The method of claim 6,

The address book management means,

And generating the integrated address book by dividing the selected voice recognition name into a name that can be modified and a name that cannot be modified at a preset ratio.

The method of claim 5,

The address book management means,

And analyzing the recognized voice recognition name to obtain a rank for the voice recognition name, and newly reflecting the obtained rank in the voice recognition name of the stored personal address book.

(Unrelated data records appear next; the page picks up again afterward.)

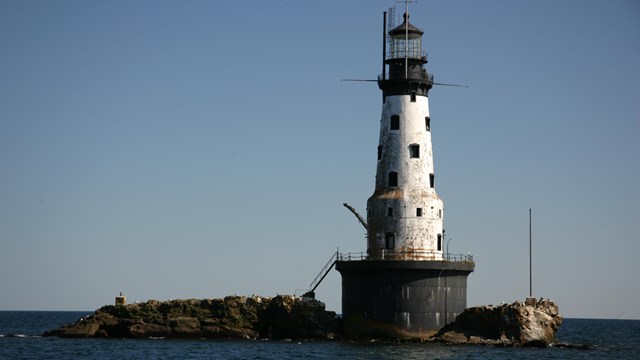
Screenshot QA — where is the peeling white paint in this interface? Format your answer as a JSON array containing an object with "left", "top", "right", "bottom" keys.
[{"left": 367, "top": 95, "right": 444, "bottom": 260}]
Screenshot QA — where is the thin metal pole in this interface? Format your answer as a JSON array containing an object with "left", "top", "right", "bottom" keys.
[
  {"left": 382, "top": 11, "right": 387, "bottom": 81},
  {"left": 404, "top": 0, "right": 409, "bottom": 79},
  {"left": 529, "top": 209, "right": 533, "bottom": 297}
]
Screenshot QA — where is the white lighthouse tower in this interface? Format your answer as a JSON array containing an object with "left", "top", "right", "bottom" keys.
[
  {"left": 335, "top": 9, "right": 475, "bottom": 338},
  {"left": 367, "top": 14, "right": 444, "bottom": 260}
]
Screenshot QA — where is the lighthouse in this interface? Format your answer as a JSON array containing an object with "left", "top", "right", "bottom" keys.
[{"left": 336, "top": 12, "right": 475, "bottom": 337}]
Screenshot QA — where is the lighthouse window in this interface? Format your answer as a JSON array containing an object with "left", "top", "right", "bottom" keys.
[
  {"left": 389, "top": 171, "right": 398, "bottom": 186},
  {"left": 390, "top": 115, "right": 400, "bottom": 130},
  {"left": 409, "top": 144, "right": 420, "bottom": 158},
  {"left": 384, "top": 233, "right": 396, "bottom": 250}
]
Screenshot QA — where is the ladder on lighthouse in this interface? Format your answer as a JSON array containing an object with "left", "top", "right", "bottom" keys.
[{"left": 304, "top": 250, "right": 339, "bottom": 297}]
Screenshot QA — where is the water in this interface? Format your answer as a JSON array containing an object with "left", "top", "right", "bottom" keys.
[{"left": 0, "top": 311, "right": 640, "bottom": 360}]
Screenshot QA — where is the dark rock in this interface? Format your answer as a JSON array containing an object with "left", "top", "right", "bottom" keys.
[
  {"left": 432, "top": 299, "right": 562, "bottom": 347},
  {"left": 43, "top": 295, "right": 338, "bottom": 339}
]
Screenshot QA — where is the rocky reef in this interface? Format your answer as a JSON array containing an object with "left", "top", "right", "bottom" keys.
[
  {"left": 43, "top": 295, "right": 562, "bottom": 347},
  {"left": 432, "top": 299, "right": 562, "bottom": 347},
  {"left": 43, "top": 295, "right": 339, "bottom": 340}
]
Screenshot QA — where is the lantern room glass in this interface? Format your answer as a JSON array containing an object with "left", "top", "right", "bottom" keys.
[{"left": 389, "top": 33, "right": 422, "bottom": 59}]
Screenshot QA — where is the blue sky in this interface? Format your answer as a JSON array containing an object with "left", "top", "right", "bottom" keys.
[{"left": 0, "top": 0, "right": 640, "bottom": 319}]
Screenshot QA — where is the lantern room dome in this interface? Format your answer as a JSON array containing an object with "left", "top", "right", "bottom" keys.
[{"left": 389, "top": 14, "right": 424, "bottom": 38}]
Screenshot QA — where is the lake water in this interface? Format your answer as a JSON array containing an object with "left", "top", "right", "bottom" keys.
[{"left": 0, "top": 311, "right": 640, "bottom": 360}]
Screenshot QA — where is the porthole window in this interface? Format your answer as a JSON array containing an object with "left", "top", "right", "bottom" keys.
[
  {"left": 384, "top": 233, "right": 396, "bottom": 250},
  {"left": 409, "top": 144, "right": 420, "bottom": 158},
  {"left": 389, "top": 115, "right": 400, "bottom": 130},
  {"left": 389, "top": 171, "right": 398, "bottom": 186}
]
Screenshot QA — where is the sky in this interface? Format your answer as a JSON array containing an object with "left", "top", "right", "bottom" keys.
[{"left": 0, "top": 0, "right": 640, "bottom": 319}]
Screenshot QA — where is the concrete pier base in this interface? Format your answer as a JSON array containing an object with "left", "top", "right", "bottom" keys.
[{"left": 336, "top": 260, "right": 475, "bottom": 338}]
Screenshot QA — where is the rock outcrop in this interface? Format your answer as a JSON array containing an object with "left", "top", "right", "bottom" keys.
[
  {"left": 432, "top": 299, "right": 562, "bottom": 347},
  {"left": 43, "top": 295, "right": 338, "bottom": 340}
]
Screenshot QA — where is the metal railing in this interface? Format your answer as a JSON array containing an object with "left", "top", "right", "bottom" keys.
[
  {"left": 378, "top": 71, "right": 433, "bottom": 83},
  {"left": 336, "top": 250, "right": 473, "bottom": 262}
]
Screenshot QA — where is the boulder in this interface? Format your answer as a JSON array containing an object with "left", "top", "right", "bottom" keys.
[
  {"left": 432, "top": 299, "right": 562, "bottom": 347},
  {"left": 43, "top": 295, "right": 338, "bottom": 339}
]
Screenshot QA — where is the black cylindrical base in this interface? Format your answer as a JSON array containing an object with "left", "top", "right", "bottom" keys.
[{"left": 336, "top": 260, "right": 474, "bottom": 338}]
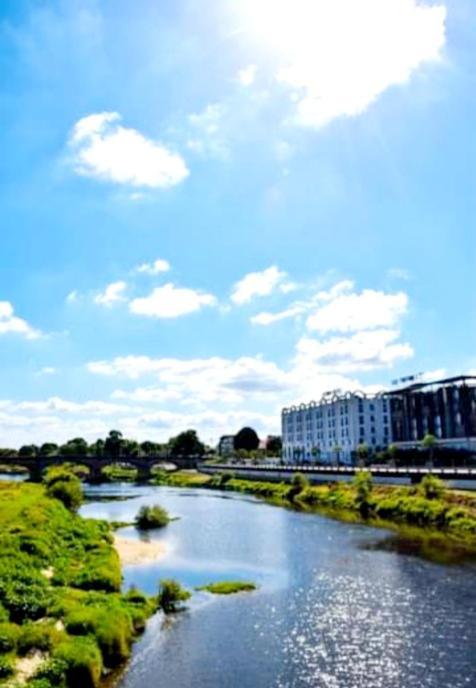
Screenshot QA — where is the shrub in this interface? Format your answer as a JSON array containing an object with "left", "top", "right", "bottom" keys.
[
  {"left": 0, "top": 656, "right": 15, "bottom": 679},
  {"left": 353, "top": 471, "right": 373, "bottom": 513},
  {"left": 53, "top": 637, "right": 102, "bottom": 688},
  {"left": 157, "top": 578, "right": 190, "bottom": 614},
  {"left": 0, "top": 580, "right": 50, "bottom": 623},
  {"left": 418, "top": 473, "right": 445, "bottom": 499},
  {"left": 65, "top": 606, "right": 132, "bottom": 667},
  {"left": 135, "top": 504, "right": 170, "bottom": 530},
  {"left": 287, "top": 473, "right": 309, "bottom": 501},
  {"left": 46, "top": 476, "right": 83, "bottom": 511},
  {"left": 33, "top": 659, "right": 67, "bottom": 688},
  {"left": 17, "top": 623, "right": 60, "bottom": 655},
  {"left": 0, "top": 622, "right": 20, "bottom": 652},
  {"left": 196, "top": 581, "right": 256, "bottom": 595}
]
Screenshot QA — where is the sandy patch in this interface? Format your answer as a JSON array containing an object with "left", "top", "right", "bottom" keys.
[
  {"left": 15, "top": 652, "right": 46, "bottom": 683},
  {"left": 114, "top": 535, "right": 166, "bottom": 566}
]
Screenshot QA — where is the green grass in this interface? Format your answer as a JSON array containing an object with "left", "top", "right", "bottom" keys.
[
  {"left": 195, "top": 581, "right": 256, "bottom": 595},
  {"left": 0, "top": 482, "right": 157, "bottom": 688}
]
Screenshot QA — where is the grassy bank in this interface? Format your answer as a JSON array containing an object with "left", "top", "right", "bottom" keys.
[
  {"left": 156, "top": 471, "right": 476, "bottom": 553},
  {"left": 0, "top": 483, "right": 155, "bottom": 688},
  {"left": 195, "top": 581, "right": 256, "bottom": 595}
]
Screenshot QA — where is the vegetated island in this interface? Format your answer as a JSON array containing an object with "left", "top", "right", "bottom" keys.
[
  {"left": 0, "top": 469, "right": 160, "bottom": 688},
  {"left": 195, "top": 581, "right": 256, "bottom": 595},
  {"left": 135, "top": 504, "right": 172, "bottom": 530},
  {"left": 114, "top": 535, "right": 166, "bottom": 566},
  {"left": 154, "top": 471, "right": 476, "bottom": 560}
]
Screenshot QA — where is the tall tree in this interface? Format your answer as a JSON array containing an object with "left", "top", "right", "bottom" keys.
[
  {"left": 233, "top": 427, "right": 259, "bottom": 451},
  {"left": 421, "top": 432, "right": 436, "bottom": 468},
  {"left": 104, "top": 430, "right": 124, "bottom": 461},
  {"left": 266, "top": 435, "right": 283, "bottom": 456}
]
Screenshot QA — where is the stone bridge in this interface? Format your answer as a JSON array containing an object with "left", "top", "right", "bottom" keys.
[{"left": 0, "top": 455, "right": 202, "bottom": 482}]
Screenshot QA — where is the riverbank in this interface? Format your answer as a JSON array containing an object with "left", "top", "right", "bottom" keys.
[
  {"left": 154, "top": 471, "right": 476, "bottom": 555},
  {"left": 114, "top": 535, "right": 166, "bottom": 566},
  {"left": 0, "top": 482, "right": 156, "bottom": 688}
]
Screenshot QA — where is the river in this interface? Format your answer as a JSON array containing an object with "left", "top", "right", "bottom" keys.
[{"left": 76, "top": 484, "right": 476, "bottom": 688}]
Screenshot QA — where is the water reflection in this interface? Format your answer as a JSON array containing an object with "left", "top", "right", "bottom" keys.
[{"left": 83, "top": 486, "right": 476, "bottom": 688}]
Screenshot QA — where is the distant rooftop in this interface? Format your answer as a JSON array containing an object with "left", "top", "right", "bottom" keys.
[{"left": 387, "top": 375, "right": 476, "bottom": 394}]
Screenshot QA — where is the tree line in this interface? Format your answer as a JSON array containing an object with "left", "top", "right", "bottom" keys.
[{"left": 0, "top": 430, "right": 208, "bottom": 461}]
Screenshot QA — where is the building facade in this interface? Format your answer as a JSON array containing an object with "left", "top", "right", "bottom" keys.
[
  {"left": 388, "top": 375, "right": 476, "bottom": 451},
  {"left": 281, "top": 391, "right": 392, "bottom": 464}
]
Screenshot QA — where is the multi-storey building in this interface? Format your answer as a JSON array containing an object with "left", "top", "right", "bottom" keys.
[
  {"left": 281, "top": 391, "right": 392, "bottom": 463},
  {"left": 388, "top": 375, "right": 476, "bottom": 451}
]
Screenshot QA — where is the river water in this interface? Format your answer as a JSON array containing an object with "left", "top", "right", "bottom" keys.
[{"left": 77, "top": 484, "right": 476, "bottom": 688}]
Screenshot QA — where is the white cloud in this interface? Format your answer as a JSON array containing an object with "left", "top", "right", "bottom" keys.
[
  {"left": 387, "top": 268, "right": 411, "bottom": 282},
  {"left": 296, "top": 329, "right": 414, "bottom": 373},
  {"left": 239, "top": 0, "right": 446, "bottom": 127},
  {"left": 187, "top": 103, "right": 229, "bottom": 160},
  {"left": 94, "top": 281, "right": 127, "bottom": 308},
  {"left": 307, "top": 289, "right": 408, "bottom": 333},
  {"left": 250, "top": 280, "right": 354, "bottom": 326},
  {"left": 250, "top": 304, "right": 306, "bottom": 325},
  {"left": 129, "top": 282, "right": 217, "bottom": 318},
  {"left": 237, "top": 65, "right": 257, "bottom": 86},
  {"left": 66, "top": 289, "right": 81, "bottom": 303},
  {"left": 230, "top": 265, "right": 294, "bottom": 306},
  {"left": 135, "top": 258, "right": 170, "bottom": 275},
  {"left": 0, "top": 301, "right": 41, "bottom": 339},
  {"left": 37, "top": 366, "right": 58, "bottom": 375},
  {"left": 69, "top": 112, "right": 189, "bottom": 189}
]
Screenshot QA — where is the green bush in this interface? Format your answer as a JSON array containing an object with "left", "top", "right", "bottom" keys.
[
  {"left": 0, "top": 655, "right": 14, "bottom": 688},
  {"left": 353, "top": 471, "right": 373, "bottom": 515},
  {"left": 53, "top": 637, "right": 102, "bottom": 688},
  {"left": 418, "top": 473, "right": 445, "bottom": 499},
  {"left": 157, "top": 578, "right": 190, "bottom": 614},
  {"left": 44, "top": 466, "right": 83, "bottom": 512},
  {"left": 17, "top": 623, "right": 61, "bottom": 655},
  {"left": 0, "top": 580, "right": 51, "bottom": 623},
  {"left": 135, "top": 504, "right": 170, "bottom": 530},
  {"left": 65, "top": 606, "right": 132, "bottom": 667},
  {"left": 286, "top": 473, "right": 309, "bottom": 502},
  {"left": 71, "top": 546, "right": 122, "bottom": 592},
  {"left": 196, "top": 581, "right": 256, "bottom": 595},
  {"left": 0, "top": 622, "right": 20, "bottom": 652},
  {"left": 33, "top": 659, "right": 67, "bottom": 688}
]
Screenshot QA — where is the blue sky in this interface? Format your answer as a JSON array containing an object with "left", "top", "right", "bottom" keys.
[{"left": 0, "top": 0, "right": 476, "bottom": 446}]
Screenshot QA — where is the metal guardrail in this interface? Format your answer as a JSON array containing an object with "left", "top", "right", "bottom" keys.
[{"left": 200, "top": 463, "right": 476, "bottom": 480}]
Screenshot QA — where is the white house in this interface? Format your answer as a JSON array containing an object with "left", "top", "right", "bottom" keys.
[{"left": 281, "top": 390, "right": 392, "bottom": 463}]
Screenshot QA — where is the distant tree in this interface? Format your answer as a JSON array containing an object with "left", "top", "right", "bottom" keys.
[
  {"left": 311, "top": 446, "right": 321, "bottom": 462},
  {"left": 18, "top": 444, "right": 39, "bottom": 458},
  {"left": 59, "top": 437, "right": 89, "bottom": 456},
  {"left": 39, "top": 442, "right": 58, "bottom": 456},
  {"left": 169, "top": 430, "right": 205, "bottom": 456},
  {"left": 140, "top": 440, "right": 156, "bottom": 456},
  {"left": 89, "top": 439, "right": 104, "bottom": 458},
  {"left": 266, "top": 435, "right": 283, "bottom": 456},
  {"left": 421, "top": 433, "right": 436, "bottom": 468},
  {"left": 122, "top": 440, "right": 140, "bottom": 456},
  {"left": 44, "top": 466, "right": 83, "bottom": 512},
  {"left": 0, "top": 447, "right": 18, "bottom": 458},
  {"left": 332, "top": 444, "right": 342, "bottom": 466},
  {"left": 233, "top": 427, "right": 259, "bottom": 451},
  {"left": 357, "top": 442, "right": 369, "bottom": 466},
  {"left": 104, "top": 430, "right": 124, "bottom": 461}
]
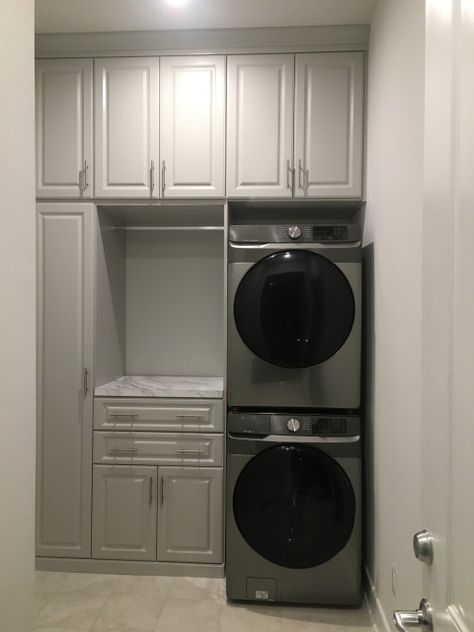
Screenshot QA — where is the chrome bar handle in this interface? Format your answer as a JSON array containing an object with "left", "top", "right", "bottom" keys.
[
  {"left": 148, "top": 476, "right": 153, "bottom": 507},
  {"left": 298, "top": 158, "right": 305, "bottom": 191},
  {"left": 176, "top": 415, "right": 204, "bottom": 419},
  {"left": 109, "top": 413, "right": 138, "bottom": 419},
  {"left": 107, "top": 448, "right": 138, "bottom": 454},
  {"left": 393, "top": 599, "right": 433, "bottom": 632},
  {"left": 82, "top": 367, "right": 89, "bottom": 398},
  {"left": 150, "top": 160, "right": 155, "bottom": 197},
  {"left": 160, "top": 476, "right": 165, "bottom": 505},
  {"left": 161, "top": 160, "right": 166, "bottom": 197}
]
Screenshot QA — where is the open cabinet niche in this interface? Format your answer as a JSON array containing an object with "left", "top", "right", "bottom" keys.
[{"left": 95, "top": 205, "right": 224, "bottom": 386}]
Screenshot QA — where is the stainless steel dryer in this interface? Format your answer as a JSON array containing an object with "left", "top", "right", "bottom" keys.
[
  {"left": 226, "top": 413, "right": 361, "bottom": 606},
  {"left": 227, "top": 223, "right": 361, "bottom": 410}
]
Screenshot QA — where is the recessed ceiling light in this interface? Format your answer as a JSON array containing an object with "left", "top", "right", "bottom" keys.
[{"left": 166, "top": 0, "right": 189, "bottom": 9}]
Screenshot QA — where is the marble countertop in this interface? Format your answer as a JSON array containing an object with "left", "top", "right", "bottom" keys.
[{"left": 94, "top": 375, "right": 224, "bottom": 398}]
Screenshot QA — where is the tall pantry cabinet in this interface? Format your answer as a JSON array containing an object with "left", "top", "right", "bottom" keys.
[{"left": 36, "top": 203, "right": 95, "bottom": 557}]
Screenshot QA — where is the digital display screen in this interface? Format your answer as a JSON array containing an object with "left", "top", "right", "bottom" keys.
[
  {"left": 312, "top": 417, "right": 347, "bottom": 435},
  {"left": 313, "top": 226, "right": 347, "bottom": 241}
]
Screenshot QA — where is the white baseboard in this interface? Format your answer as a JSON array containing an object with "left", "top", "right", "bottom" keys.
[{"left": 365, "top": 567, "right": 393, "bottom": 632}]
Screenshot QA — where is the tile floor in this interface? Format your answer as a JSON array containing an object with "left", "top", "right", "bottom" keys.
[{"left": 35, "top": 571, "right": 373, "bottom": 632}]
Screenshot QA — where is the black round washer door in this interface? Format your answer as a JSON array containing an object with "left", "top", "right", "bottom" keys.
[
  {"left": 233, "top": 444, "right": 355, "bottom": 568},
  {"left": 234, "top": 250, "right": 355, "bottom": 369}
]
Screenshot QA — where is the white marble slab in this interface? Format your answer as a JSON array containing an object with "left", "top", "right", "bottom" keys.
[{"left": 94, "top": 375, "right": 224, "bottom": 398}]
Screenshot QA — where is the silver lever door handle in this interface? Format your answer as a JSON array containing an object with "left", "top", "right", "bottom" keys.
[{"left": 393, "top": 599, "right": 433, "bottom": 632}]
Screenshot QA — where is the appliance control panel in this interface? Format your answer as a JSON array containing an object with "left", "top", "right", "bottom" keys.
[
  {"left": 229, "top": 222, "right": 361, "bottom": 244},
  {"left": 227, "top": 412, "right": 360, "bottom": 437}
]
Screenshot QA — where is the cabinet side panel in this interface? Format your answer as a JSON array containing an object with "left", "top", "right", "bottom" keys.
[{"left": 37, "top": 211, "right": 92, "bottom": 557}]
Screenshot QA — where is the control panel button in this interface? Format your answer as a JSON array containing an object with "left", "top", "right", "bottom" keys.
[
  {"left": 286, "top": 417, "right": 301, "bottom": 432},
  {"left": 288, "top": 226, "right": 301, "bottom": 239}
]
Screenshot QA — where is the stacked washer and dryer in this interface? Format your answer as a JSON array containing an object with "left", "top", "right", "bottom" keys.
[{"left": 226, "top": 220, "right": 362, "bottom": 605}]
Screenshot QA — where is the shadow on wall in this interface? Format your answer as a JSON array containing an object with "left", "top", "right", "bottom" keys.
[{"left": 362, "top": 243, "right": 377, "bottom": 582}]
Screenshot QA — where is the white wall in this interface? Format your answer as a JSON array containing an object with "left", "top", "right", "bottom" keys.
[
  {"left": 0, "top": 0, "right": 35, "bottom": 632},
  {"left": 125, "top": 231, "right": 224, "bottom": 376},
  {"left": 365, "top": 0, "right": 424, "bottom": 629}
]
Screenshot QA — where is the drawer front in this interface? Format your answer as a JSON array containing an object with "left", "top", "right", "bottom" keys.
[
  {"left": 94, "top": 431, "right": 224, "bottom": 466},
  {"left": 94, "top": 397, "right": 224, "bottom": 432}
]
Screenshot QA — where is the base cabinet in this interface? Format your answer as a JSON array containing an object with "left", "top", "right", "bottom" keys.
[
  {"left": 157, "top": 467, "right": 223, "bottom": 564},
  {"left": 92, "top": 465, "right": 157, "bottom": 560},
  {"left": 92, "top": 465, "right": 223, "bottom": 564}
]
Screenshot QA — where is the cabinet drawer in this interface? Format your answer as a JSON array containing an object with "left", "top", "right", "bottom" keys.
[
  {"left": 94, "top": 432, "right": 224, "bottom": 466},
  {"left": 94, "top": 397, "right": 224, "bottom": 432}
]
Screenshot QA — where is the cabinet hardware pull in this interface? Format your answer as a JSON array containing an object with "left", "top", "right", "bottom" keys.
[
  {"left": 298, "top": 158, "right": 306, "bottom": 191},
  {"left": 79, "top": 160, "right": 89, "bottom": 197},
  {"left": 176, "top": 415, "right": 204, "bottom": 419},
  {"left": 82, "top": 367, "right": 89, "bottom": 398},
  {"left": 150, "top": 160, "right": 155, "bottom": 197},
  {"left": 109, "top": 413, "right": 138, "bottom": 419},
  {"left": 161, "top": 160, "right": 166, "bottom": 197},
  {"left": 108, "top": 448, "right": 138, "bottom": 454}
]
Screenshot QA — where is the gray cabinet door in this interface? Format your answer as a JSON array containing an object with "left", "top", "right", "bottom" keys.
[
  {"left": 36, "top": 59, "right": 93, "bottom": 198},
  {"left": 92, "top": 465, "right": 157, "bottom": 560},
  {"left": 157, "top": 467, "right": 223, "bottom": 564},
  {"left": 36, "top": 203, "right": 95, "bottom": 557}
]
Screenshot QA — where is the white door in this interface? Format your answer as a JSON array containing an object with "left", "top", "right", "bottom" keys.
[
  {"left": 394, "top": 0, "right": 474, "bottom": 632},
  {"left": 32, "top": 203, "right": 95, "bottom": 557},
  {"left": 227, "top": 55, "right": 294, "bottom": 197},
  {"left": 94, "top": 57, "right": 159, "bottom": 198},
  {"left": 36, "top": 59, "right": 93, "bottom": 198},
  {"left": 157, "top": 467, "right": 223, "bottom": 564},
  {"left": 295, "top": 52, "right": 364, "bottom": 198},
  {"left": 160, "top": 55, "right": 225, "bottom": 197},
  {"left": 92, "top": 465, "right": 157, "bottom": 560}
]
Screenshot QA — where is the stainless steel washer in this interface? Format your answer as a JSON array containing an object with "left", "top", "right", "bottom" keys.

In the speech recognition processing method for large-capacity speech recognition,

A word input step of receiving a voice recognition target word from a user according to a scenario of a voice recognition service through an interface with an application server;

Generating an integrated address book for each user by using a personal address book and a corporate address book distinguished from each other when a voice recognition target word is input by voice from the user; And

A voice recognition step of recognizing the input voice recognition target word as a voice recognition name in the generated integrated address book

Speech recognition processing method comprising a.

The method of claim 9,

Customer preference extraction step of extracting customer preferences by analyzing the use history of the recognized voice recognition name for each user

Speech recognition processing method further comprising.

The method of claim 10,

The customer preference extraction step,

And including the user's calling terminal number, voice data, and the recognized voice recognition name in the extracted customer preferences, and updating the managed personal address book using the extracted customer preferences.

The method according to any one of claims 9 to 11,

The integrated address book generation step,

And a predetermined number of speech recognition names are selected by checking the frequency of the recognized speech recognition names, and generating an integrated address book including the selected speech recognition names.

13. The method of claim 12,

The integrated address book generation step,

And generating a unified address book by dividing the selected voice recognition name into a name that can be modified and a name that cannot be modified at a preset ratio.